Advertisement
If you have a new account but are having problems posting or verifying your account, please email us on hello@boards.ie for help. Thanks :)
Hello all! Please ensure that you are posting a new thread or question in the appropriate forum. The Feedback forum is overwhelmed with questions that are having to be moved elsewhere. If you need help to verify your account contact hello@boards.ie
Hi there,
There is an issue with role permissions that is being worked on at the moment.
If you are having trouble with access or permissions on regional forums please post here to get access: https://www.boards.ie/discussion/2058365403/you-do-not-have-permission-for-that#latest

scanning a book to pdf

  • 13-08-2012 12:41pm
    #1
    Registered Users, Registered Users 2 Posts: 147 ✭✭


    I wastrying to help someone scan a booklet- he own the copyright- to pdf. I used the scanner on my lexmark x1250 printer/scanner to adobe acrobat.

    But the files were huge even at 300dpi. also the text was not very clear. It is light blue and even in colour came out blurry.

    I am reading a pdf that looks ok. It says it was created by ghostscript. Is such a program, or an image manipulation app really necessary or should i be able to scan direct to pdf and keep the file small?


Comments

  • Registered Users, Registered Users 2 Posts: 37,485 ✭✭✭✭Khannie


    If you scan it's going to be images. They're bulky compared to text. Is the booklet mostly text? If it is I would suggest you scan it then do OCR on it to convert the text in the image in to editable text.

    Wouldn't worry too much about the scanned pictures being large. I would guess that they're bitmaps? (.bmp file) That will compress very well when it's put in the PDF.


  • Registered Users, Registered Users 2 Posts: 147 ✭✭whiteonblu


    thanks the book is text yes except the cover. I scanned to adobe acrobat would that be an image? can id ocr after scanning to acrobat or should i scan to a text file then ocr then acrobat?


  • Registered Users, Registered Users 2 Posts: 37,485 ✭✭✭✭Khannie


    If you can scan to a text file then that is probably OCR. You could then create a PDF from the text yourself. OpenOffice (free) has the ability to export documents to PDF. Not sure if MS office can do that or not as I haven't used it since.......some very long time ago.


  • Closed Accounts Posts: 5,835 ✭✭✭Torqay


    Scan to image, OCR the image into a word processor. Spell check, regex, check the formatting, proof read the document against the book and correct errors manually. Then convert to eBook (mind you, PDF isn't exactly the most popular format, certainly not when it comes to flow text eReading devices).

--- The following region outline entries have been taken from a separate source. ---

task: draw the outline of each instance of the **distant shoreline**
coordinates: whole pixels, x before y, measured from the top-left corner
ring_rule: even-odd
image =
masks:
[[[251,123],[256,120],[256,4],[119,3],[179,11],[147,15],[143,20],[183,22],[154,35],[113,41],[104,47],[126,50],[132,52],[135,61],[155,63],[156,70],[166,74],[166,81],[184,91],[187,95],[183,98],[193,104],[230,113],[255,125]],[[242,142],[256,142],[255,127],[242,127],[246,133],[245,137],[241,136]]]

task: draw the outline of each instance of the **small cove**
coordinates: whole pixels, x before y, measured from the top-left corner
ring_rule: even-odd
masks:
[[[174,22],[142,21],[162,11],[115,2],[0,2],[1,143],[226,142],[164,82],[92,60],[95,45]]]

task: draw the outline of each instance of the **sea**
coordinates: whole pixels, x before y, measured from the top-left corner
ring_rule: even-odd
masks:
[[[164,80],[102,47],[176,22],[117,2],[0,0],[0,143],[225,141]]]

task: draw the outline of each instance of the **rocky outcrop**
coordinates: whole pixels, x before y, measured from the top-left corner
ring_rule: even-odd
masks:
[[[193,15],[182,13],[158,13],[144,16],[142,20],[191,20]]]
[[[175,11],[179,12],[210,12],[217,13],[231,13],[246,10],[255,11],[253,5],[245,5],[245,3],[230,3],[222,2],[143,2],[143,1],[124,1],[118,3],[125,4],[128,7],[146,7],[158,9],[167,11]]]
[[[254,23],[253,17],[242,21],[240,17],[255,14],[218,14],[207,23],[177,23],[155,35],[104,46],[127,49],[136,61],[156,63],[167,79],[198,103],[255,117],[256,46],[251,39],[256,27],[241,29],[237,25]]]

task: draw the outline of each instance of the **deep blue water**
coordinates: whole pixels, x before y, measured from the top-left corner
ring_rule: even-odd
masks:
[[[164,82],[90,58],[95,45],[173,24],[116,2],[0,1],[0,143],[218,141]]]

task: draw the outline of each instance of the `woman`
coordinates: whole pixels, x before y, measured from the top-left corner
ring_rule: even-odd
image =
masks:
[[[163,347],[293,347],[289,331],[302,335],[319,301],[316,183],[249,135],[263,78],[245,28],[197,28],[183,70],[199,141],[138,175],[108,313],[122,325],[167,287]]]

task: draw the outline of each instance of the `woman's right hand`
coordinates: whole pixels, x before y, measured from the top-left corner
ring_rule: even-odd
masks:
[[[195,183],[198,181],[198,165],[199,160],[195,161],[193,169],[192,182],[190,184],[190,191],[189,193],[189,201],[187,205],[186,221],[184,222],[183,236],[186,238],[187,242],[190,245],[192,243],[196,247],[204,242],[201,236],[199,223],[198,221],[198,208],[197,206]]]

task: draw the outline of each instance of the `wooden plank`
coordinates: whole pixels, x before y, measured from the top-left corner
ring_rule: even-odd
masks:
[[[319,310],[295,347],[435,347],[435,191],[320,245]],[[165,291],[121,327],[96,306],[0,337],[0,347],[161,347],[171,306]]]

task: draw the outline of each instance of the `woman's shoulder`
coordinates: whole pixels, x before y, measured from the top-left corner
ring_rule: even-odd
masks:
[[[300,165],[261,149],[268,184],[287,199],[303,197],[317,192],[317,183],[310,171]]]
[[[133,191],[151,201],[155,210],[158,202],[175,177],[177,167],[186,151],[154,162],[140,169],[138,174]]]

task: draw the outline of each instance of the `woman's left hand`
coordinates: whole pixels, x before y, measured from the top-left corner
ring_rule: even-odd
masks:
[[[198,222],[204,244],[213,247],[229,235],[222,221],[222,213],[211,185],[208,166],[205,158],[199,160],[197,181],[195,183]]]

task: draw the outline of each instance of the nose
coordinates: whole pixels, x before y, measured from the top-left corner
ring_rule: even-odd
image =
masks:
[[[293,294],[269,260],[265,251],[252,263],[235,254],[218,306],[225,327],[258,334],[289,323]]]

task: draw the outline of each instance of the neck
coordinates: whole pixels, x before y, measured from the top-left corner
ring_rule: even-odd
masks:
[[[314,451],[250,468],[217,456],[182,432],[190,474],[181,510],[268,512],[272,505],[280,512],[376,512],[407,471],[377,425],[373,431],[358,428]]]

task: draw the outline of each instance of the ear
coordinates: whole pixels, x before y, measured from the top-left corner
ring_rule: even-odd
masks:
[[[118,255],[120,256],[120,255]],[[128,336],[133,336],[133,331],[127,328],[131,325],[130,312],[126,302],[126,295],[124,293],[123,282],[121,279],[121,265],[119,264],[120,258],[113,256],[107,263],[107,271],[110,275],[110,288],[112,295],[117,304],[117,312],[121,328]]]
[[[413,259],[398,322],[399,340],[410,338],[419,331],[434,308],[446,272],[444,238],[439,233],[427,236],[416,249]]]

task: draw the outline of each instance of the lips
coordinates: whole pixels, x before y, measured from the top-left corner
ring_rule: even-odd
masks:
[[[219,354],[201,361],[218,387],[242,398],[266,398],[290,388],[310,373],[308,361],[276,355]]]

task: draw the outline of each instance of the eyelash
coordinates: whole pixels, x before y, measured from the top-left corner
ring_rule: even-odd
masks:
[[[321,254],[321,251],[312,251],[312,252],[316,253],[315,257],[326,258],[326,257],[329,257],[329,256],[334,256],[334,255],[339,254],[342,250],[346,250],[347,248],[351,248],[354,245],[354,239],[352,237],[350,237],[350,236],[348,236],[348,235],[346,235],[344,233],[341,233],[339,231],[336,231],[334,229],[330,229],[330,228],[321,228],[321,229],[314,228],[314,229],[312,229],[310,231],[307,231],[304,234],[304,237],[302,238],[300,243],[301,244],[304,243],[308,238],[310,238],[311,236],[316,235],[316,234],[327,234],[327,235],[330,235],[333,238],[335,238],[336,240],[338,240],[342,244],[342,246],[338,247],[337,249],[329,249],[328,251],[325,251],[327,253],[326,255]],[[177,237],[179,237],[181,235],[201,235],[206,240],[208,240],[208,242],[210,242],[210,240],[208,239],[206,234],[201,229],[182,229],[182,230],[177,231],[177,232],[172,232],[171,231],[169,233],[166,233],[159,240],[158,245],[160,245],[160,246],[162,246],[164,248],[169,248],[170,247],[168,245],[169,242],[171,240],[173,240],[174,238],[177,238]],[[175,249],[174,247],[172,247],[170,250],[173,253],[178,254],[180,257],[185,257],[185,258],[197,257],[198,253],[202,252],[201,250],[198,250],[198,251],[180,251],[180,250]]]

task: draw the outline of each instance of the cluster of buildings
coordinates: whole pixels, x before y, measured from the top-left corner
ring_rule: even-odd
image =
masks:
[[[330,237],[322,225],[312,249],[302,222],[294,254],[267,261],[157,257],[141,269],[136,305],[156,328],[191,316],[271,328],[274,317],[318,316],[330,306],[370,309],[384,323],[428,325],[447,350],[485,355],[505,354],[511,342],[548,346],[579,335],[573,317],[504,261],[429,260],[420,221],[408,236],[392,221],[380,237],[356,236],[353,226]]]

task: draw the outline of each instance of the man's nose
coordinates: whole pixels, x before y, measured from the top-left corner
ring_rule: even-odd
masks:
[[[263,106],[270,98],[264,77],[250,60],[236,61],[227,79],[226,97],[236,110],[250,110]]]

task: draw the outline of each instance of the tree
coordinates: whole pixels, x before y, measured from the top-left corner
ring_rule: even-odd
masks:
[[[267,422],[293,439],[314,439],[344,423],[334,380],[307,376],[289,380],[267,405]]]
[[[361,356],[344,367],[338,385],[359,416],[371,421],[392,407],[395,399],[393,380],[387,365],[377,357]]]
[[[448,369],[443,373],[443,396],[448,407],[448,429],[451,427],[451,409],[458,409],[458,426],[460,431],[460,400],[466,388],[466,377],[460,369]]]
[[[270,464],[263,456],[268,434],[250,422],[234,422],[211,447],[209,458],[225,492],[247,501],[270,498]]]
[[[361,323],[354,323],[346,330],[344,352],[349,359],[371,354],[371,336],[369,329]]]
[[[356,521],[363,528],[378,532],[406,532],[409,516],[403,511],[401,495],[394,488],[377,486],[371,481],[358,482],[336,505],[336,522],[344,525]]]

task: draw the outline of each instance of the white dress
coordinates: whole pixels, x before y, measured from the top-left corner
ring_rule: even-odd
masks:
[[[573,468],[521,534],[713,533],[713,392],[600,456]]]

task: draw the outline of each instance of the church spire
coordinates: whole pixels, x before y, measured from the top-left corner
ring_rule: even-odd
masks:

  • Registered Users, Registered Users 2 Posts: 37 Born To Be Mild


    Did he print to booklet himself, or does he have the design? If so, you can download PrimoPDF which installs as a printer. You can then hit print, select PrimoPDF as the printer and it creates a PDF file. This would be the best way and involve the least work, but is only possible if you have the booklet in digital form already (like in MS Word).


  • Advertisement
  • Registered Users, Registered Users 2 Posts: 147 ✭✭whiteonblu


    Did he print to booklet himself, or does he have the design? If so, you can download PrimoPDF which installs as a printer. You can then hit print, select PrimoPDF as the printer and it creates a PDF file. This would be the best way and involve the least work, but is only possible if you have the booklet in digital form already (like in MS Word).
    don't have


  • Registered Users, Registered Users 2 Posts: 147 ✭✭whiteonblu


    i scanned a sample book lain flat on scanner showing two pages of just text to Acrobat reduced pdf and it is 120kb in size. Isn't that big?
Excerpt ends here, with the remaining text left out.